We explained that, unfortunately, due to laws passed in the 1980s to protect HIV patients, no one but the patient himself was allowed to consent for an HIV test.
"That's crazy," she responded. "How does putting up obstacles to diagnosis 'protect' people with HIV?"
We didn't have a good answer for that one.
Two more weeks were spent weaning Mr. Preta off his endotracheal tube and waking him up so he could sign the consent form. When we finally confirmed that he had HIV, his viral load was found to be 84,000, astronomically high.
For five weeks, during a critical illness, this 68 year-old man was not given the essential HIV medicines he needed to regain his health. Situations like this highlight the ridiculously outdated approach taken by many of our current laws about HIV. Patients sign a general consent form when they arrive in a hospital, and nearly every disease --- Hepatitis C, Hepatitis B, all types of cancer and infection --- can be tested for under that general consent. Patients who arrive in a coma or intubated can receive the care they need for every life-threatening illness they might have .... except HIV.

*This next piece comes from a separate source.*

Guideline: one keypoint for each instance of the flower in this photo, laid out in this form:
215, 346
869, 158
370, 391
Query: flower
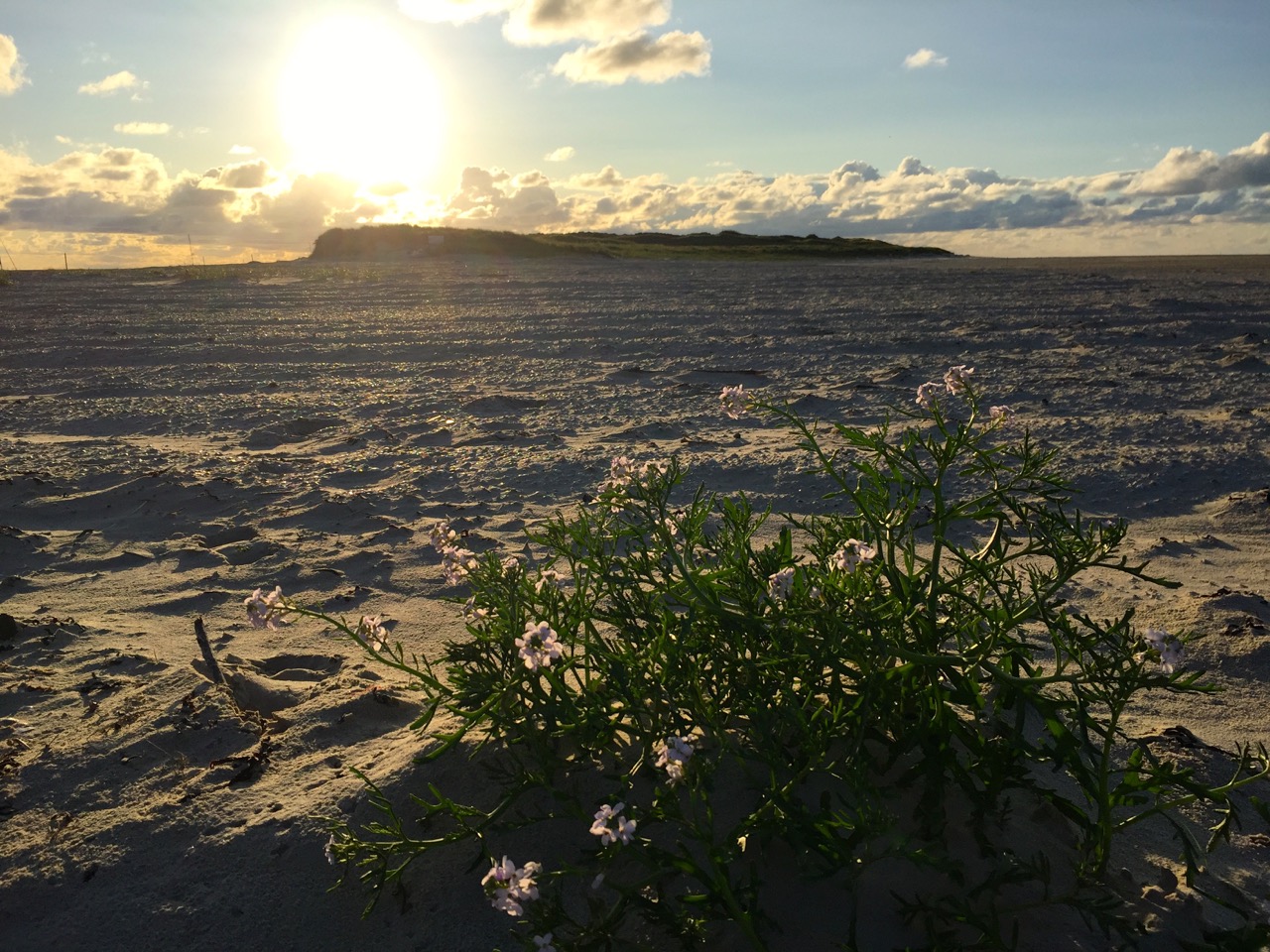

When laws requiring a unique consent form for HIV were put in place, there was a serious threat of stigma and discrimination against people with HIV/AIDS. That possibility still exists, but HIV has been to a great extent "mainstreamed" with other illnesses. People with HIV live long, healthy lives. There are many medicines for their disease, just like there are diabetes and hypertension. It is true that their disease may eventually kill them .... just like people with diabetes and hypertension.

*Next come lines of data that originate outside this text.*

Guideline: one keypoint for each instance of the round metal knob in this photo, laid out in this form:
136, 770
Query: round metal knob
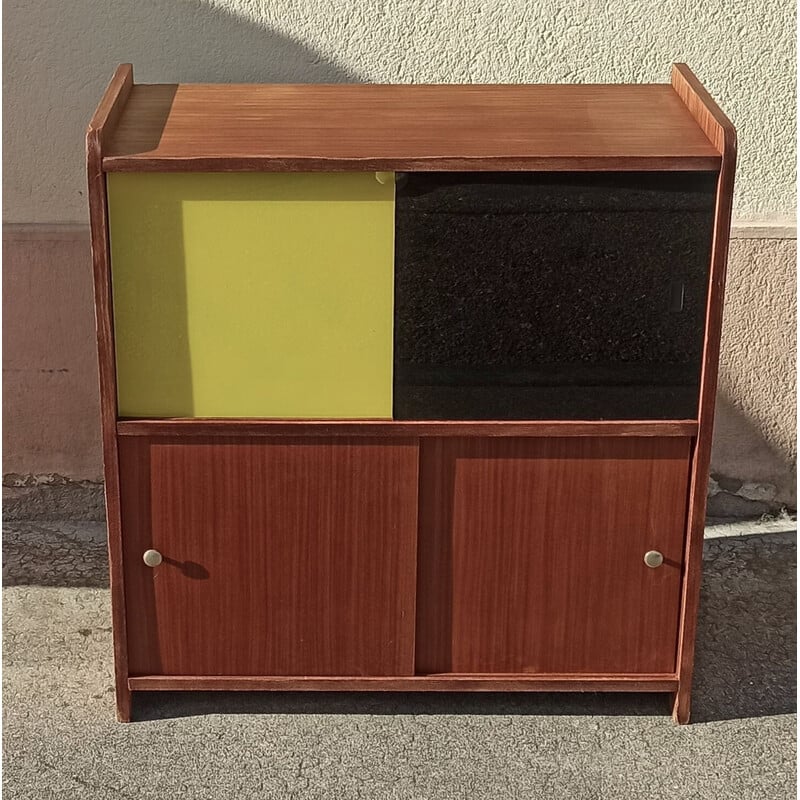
152, 558
653, 558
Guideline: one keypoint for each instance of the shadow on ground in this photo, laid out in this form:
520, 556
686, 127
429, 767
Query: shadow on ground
746, 643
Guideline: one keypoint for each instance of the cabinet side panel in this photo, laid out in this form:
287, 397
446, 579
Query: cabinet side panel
538, 548
261, 295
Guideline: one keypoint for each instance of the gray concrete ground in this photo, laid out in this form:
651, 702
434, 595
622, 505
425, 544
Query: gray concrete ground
61, 741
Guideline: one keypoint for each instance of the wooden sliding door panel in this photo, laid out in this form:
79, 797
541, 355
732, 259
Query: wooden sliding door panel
531, 554
253, 295
280, 556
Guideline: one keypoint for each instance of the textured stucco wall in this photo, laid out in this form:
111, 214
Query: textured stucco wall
58, 56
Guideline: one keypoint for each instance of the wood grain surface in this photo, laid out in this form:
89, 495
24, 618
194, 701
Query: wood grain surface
720, 131
240, 127
531, 555
281, 557
261, 427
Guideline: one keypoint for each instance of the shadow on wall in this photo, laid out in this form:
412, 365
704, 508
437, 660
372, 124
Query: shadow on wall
744, 449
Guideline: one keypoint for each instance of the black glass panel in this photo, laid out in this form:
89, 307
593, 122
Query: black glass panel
550, 295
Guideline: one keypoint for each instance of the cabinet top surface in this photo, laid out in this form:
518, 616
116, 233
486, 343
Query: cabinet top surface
282, 127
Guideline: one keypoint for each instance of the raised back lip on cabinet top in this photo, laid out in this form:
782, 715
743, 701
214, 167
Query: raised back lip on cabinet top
403, 127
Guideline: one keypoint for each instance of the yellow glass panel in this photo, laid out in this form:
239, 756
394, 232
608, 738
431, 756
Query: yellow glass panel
253, 294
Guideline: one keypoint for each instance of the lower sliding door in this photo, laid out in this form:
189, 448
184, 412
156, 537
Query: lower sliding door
531, 555
293, 556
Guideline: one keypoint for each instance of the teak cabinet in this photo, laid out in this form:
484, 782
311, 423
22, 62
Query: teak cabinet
407, 387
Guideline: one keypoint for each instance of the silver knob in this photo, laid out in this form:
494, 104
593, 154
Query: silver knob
152, 558
653, 559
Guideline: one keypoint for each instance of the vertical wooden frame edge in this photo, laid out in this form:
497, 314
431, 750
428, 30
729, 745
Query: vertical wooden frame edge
107, 113
721, 133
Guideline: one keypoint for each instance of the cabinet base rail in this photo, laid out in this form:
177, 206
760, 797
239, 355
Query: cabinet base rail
418, 683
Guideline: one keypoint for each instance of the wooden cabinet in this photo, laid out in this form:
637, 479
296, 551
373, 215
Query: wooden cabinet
531, 555
407, 388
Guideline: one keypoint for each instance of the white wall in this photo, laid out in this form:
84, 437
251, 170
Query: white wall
59, 54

The medical community in New York is currently speaking contradictory messages regarding HIV. On the one hand, we claim to be mounting a statewide effort to seek out as many of the undiagnosed cases of HIV as possible. Most estimates put the number of undiagnosed between 30,000 and 70,000. Despite the enormity of the task of diagnosing all these people, we have not reformed outdated laws that prevent us from doing so.
What can you do? Support New York State Assembly Bill #A04016, which would allow health care providers to test for HIV without a separate consent form. In other words, to treat it (and by extension people with HIV) like any other illness.
Which is a good thing. In case that wasn't clear.